Le precisazioni di Crosetto non sono sembrate solo una risposta alle obiezioni dei partiti di opposizione che non vogliono l’invio di armi all’Ucraina, ma anche un tentativo di placare un certo malcontento espresso da alcuni esponenti dei partiti alleati, cioè Forza Italia e Lega, che negli ultimi mesi hanno avuto a tratti posizioni ambigue sul sostegno all’Ucraina (Crosetto è di Fratelli d’Italia, il principale partito della maggioranza).
Martedì le posizioni ambigue della Lega si sono palesate nell’intervento durante la discussione al Senato del capogruppo del partito, Massimiliano Romeo, che ha parlato della necessità di aprire un «dialogo credibile» per la pace e ha detto: «Se vogliamo ottenere la pace di sicuro non lo facciamo deponendo le armi, ma neppure inviandole senza riserve come qualcuno propone». Romeo non ha spiegato con maggiore sostanza quali siano le riserve di cui eventualmente tenere conto. Sia Forza Italia che la Lega facevano parte del governo Draghi, che ha approvato i precedenti invii di armi all’Ucraina.
Tra le obiezioni che erano state espresse dalle opposizioni nelle scorse settimane sulla questione dell’invio delle armi c’era anche la richiesta di una maggiore trasparenza su quali e quante armi vengano di volta in volta inviate: l’Alleanza tra Verdi e Sinistra in particolare aveva chiesto con una mozione che il parlamento potesse averne un elenco dettagliato. Il governo Draghi aveva deciso di mantenere segreto questo genere di informazioni per questioni di sicurezza nazionale, relazionandone al parlamento solo attraverso il Copasir, il Comitato parlamentare per la sicurezza della Repubblica.

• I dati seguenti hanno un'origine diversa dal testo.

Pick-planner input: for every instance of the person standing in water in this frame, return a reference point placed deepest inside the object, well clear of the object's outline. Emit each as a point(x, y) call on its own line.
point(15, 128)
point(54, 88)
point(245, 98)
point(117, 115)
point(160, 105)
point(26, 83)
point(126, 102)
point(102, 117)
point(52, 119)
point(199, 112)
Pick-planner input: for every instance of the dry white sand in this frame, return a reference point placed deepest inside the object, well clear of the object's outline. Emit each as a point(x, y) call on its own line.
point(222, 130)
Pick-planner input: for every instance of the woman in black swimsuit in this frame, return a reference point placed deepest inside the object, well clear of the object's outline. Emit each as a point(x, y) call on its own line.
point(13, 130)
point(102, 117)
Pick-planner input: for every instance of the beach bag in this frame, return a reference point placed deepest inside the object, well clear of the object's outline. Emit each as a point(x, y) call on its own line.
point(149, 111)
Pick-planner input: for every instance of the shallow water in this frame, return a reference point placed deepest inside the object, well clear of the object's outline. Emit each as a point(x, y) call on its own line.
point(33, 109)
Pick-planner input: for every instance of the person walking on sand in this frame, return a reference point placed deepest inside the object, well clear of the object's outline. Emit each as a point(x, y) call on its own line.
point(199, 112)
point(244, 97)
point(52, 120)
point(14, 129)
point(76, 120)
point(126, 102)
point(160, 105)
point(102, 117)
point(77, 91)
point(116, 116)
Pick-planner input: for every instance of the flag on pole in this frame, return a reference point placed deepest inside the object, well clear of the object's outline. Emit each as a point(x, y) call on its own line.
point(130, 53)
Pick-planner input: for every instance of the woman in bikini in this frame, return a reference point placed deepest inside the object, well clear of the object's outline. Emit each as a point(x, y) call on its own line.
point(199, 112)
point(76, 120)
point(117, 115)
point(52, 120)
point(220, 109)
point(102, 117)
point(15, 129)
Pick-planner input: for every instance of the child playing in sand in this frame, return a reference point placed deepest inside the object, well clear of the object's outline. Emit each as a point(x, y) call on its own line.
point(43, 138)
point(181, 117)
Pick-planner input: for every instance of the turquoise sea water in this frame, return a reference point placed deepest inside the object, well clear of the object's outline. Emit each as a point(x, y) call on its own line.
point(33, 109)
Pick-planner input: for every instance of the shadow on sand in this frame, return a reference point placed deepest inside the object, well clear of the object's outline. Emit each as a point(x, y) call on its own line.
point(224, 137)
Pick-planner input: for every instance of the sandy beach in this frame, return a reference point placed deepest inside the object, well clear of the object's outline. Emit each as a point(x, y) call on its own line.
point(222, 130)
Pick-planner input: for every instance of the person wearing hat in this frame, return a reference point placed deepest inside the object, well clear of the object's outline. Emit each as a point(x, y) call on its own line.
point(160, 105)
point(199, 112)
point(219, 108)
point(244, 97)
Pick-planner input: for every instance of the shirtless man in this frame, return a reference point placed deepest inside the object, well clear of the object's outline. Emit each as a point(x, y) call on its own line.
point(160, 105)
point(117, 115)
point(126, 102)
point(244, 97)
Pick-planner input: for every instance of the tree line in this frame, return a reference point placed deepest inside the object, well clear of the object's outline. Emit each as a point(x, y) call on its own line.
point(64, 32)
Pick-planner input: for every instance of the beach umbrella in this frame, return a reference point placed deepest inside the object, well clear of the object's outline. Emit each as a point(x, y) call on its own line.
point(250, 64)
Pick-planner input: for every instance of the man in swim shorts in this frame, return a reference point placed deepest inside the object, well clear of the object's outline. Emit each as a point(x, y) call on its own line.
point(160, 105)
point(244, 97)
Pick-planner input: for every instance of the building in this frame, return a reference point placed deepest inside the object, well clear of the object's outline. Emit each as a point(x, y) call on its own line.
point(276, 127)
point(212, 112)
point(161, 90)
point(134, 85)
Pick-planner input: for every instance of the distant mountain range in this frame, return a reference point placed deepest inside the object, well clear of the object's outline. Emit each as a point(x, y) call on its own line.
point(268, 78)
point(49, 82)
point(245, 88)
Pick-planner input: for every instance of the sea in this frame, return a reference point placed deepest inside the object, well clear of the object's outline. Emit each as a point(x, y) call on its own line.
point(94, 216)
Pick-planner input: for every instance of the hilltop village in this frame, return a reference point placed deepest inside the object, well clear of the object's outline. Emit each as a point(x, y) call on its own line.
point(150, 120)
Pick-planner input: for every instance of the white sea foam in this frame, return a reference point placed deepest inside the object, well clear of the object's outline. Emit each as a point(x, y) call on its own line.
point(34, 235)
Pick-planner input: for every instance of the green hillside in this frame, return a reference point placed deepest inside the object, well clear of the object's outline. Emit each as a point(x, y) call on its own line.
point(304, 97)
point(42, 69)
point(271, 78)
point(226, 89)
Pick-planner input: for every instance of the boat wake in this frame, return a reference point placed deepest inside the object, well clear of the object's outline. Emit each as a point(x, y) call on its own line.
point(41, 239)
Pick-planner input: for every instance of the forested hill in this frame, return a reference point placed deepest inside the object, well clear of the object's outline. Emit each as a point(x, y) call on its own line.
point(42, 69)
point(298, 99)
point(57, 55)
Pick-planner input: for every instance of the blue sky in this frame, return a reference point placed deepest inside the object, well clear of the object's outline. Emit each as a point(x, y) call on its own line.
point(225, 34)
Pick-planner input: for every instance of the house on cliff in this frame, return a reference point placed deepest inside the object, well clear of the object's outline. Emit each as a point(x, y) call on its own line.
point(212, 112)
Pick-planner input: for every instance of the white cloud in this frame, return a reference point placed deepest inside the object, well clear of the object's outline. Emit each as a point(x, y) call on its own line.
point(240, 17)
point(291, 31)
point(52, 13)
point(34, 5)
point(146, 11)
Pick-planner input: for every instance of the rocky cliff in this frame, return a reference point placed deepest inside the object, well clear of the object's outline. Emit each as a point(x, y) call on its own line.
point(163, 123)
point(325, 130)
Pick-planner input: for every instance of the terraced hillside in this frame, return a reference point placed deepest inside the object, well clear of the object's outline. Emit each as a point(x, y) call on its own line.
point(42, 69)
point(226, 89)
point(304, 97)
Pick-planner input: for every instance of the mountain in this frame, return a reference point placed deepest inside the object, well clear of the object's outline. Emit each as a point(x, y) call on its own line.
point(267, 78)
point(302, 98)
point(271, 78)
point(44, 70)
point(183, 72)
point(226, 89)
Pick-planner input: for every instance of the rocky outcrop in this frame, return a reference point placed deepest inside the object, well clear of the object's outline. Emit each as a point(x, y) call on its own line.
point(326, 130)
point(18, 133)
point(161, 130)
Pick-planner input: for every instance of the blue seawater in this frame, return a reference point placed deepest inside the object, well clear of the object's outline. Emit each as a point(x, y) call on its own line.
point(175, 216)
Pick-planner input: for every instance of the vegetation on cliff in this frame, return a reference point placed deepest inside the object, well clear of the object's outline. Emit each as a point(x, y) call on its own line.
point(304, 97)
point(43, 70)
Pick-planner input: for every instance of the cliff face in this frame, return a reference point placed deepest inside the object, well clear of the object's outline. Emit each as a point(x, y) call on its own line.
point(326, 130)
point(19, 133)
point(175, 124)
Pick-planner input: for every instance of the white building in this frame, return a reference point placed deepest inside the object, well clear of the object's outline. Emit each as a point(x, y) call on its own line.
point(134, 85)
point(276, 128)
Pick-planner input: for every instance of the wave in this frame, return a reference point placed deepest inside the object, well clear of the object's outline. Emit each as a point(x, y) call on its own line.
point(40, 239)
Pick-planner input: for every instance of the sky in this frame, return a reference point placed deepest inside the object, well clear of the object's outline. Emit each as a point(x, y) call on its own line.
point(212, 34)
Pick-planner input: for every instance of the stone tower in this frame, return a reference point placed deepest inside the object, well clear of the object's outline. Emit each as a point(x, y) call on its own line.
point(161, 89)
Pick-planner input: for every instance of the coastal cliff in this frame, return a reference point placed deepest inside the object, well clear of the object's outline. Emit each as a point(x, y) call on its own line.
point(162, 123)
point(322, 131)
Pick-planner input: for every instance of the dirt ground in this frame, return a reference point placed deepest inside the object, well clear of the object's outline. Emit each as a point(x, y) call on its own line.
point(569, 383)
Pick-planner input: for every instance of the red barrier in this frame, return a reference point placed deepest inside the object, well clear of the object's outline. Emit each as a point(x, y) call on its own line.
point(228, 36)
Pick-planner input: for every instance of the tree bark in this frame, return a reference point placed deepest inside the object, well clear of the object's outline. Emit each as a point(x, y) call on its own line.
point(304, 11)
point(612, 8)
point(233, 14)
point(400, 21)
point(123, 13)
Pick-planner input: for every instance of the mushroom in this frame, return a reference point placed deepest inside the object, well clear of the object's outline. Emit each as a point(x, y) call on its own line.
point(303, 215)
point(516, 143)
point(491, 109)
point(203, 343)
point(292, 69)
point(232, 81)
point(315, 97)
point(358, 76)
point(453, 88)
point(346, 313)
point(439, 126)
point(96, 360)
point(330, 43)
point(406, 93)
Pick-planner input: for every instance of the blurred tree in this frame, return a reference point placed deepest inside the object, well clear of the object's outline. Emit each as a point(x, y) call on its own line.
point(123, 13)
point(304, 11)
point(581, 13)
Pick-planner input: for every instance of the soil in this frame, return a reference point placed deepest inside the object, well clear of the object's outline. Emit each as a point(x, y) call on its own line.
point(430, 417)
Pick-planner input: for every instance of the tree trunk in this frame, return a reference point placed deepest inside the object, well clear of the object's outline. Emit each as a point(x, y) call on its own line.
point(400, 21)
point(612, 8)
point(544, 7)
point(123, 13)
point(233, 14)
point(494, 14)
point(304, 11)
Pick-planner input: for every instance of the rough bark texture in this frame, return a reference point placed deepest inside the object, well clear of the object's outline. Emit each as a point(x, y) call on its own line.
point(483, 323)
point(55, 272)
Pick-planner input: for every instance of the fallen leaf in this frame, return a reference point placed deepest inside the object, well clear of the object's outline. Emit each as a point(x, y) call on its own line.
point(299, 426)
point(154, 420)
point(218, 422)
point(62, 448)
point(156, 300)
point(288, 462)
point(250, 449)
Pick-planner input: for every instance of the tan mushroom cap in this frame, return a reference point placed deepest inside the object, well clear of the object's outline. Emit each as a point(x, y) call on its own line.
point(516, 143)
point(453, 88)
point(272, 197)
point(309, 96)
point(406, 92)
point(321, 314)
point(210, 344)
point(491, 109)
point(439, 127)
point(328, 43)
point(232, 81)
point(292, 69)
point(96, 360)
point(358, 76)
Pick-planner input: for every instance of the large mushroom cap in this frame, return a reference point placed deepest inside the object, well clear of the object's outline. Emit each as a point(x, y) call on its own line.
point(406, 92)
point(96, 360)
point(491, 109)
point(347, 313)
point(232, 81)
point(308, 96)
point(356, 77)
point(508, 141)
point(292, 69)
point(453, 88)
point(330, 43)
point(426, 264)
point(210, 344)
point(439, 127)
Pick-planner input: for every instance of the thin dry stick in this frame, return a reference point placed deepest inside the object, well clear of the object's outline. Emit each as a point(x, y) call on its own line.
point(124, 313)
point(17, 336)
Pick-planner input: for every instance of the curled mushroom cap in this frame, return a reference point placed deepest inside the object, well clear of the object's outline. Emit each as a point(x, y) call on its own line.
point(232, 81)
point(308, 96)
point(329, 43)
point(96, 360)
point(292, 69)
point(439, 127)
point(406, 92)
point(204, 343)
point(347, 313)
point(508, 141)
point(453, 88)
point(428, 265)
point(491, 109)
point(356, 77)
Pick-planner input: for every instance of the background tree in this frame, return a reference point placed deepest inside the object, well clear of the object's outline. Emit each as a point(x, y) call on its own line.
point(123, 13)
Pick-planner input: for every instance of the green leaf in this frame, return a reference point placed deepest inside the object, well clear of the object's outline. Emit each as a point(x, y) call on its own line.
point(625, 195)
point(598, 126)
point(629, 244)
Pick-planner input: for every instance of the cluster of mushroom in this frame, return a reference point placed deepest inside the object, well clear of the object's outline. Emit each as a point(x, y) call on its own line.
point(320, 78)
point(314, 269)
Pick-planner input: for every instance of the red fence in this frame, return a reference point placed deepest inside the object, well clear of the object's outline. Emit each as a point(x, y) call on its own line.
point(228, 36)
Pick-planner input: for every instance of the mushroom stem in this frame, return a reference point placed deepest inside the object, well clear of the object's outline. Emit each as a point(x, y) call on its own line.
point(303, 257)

Crosetto ha ribadito che questa decisione era stata presa «in analogia con quanto avvenuto in altri paesi» e che il governo Meloni farà lo stesso. Anche per questo nella prima autorizzazione decisa dal governo Draghi si premetteva che ogni invio sarebbe stato deciso con decreti interministeriali, che non hanno bisogno dell’approvazione parlamentare: prorogando quell’autorizzazione, anche il governo Meloni dovrebbe agire allo stesso modo.